Well, not really. While the style of cause catches the eye (Forstater v Python (Monty) Pictures Ltd, [2013] EWHC 1873) the judgment itself doesn't tell us anything particularly interesting about the law. It does, however, shed a few sidelights on the people who brought us the Flying Circus and its progeny. It is the progeny that were at issue in the case: Mark Forstater, the producer of the film version of Monty Python and the Holy Grail (there had been an earlier book), claimed a larger share of the income stream generated by the success of the film, including the profits of Spamalot (the hugely successful musical based on the Grail) and a smaller share of the associated expenses.

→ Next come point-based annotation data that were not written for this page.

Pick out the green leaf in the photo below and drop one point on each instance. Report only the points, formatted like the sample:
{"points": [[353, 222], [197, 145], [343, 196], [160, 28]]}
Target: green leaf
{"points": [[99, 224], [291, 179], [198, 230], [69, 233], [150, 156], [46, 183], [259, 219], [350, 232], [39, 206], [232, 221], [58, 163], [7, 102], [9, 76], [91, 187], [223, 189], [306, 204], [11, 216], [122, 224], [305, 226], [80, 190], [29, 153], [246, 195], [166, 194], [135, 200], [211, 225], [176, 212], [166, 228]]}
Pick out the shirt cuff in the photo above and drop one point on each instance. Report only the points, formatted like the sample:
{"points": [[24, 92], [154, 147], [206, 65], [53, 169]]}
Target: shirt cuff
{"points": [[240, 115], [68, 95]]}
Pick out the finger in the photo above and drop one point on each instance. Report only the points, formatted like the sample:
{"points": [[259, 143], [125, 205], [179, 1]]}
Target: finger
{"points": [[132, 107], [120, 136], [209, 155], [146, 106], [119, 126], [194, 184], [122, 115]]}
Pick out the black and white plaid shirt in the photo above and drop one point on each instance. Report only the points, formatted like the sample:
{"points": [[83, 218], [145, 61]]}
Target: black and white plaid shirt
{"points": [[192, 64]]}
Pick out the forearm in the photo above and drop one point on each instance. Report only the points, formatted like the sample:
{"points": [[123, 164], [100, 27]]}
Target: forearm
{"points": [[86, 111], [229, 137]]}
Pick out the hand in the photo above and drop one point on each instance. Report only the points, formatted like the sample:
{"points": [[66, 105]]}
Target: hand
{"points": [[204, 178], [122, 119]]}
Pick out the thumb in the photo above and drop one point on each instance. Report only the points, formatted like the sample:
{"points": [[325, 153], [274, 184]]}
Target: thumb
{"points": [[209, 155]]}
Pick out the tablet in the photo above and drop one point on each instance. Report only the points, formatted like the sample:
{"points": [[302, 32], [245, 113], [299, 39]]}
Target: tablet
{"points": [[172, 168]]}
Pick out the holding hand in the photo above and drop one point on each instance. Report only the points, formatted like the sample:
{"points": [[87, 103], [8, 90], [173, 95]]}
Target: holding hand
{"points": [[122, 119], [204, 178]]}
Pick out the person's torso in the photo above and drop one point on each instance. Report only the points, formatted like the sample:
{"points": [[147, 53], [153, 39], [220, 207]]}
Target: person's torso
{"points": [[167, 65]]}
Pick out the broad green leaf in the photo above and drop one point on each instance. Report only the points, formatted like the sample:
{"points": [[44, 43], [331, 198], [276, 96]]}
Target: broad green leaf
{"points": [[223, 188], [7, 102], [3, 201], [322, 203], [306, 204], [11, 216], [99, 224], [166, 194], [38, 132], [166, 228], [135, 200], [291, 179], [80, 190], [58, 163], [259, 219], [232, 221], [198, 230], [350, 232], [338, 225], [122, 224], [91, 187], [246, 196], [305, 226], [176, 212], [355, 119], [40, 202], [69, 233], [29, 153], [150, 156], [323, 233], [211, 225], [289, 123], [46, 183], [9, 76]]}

Norris J of the Chancery court spends most of his time sifting through the evidence of the parties, much of it recollections of what had been agreed (or not) nearly 40 years ago. In the process, we learn that Forstater was presumptuous in claiming to be a '7th Python', given that the members of the troupe 'are and were very jealous of the "brand" and very protective of their creative genius'; the Pythons were 'a soft lot and not at all business-like', by their own admission; Michael Palin was 'a balanced and trustworthy witness'; Eric Idle 'frank enough to acknowledge that he now disliked Mr Forstater' and thought him 'ungrateful'; and John Cleese having 'a way of making it sound like a headmaster being crossed by a junior pupil rather than equal partners in a business disagreeing'. Palin had at one point intended to limit Fortstater's entitlements, remarking: 'it would be in the finest traditions of Python irrationality if we gave Mark an extra 1,000 and a silver tray with some cut glass sherry glasses and told him to stop writing to us for more money. Beyond that, even I am not prepared to go. Oh, all right, some cheese straws to go with the sherry glasses.' Nevertheless, Justice Norris found for Forstater, who stands to receive some 200,000 in royalties (the precise figure to be worked out at future hearings).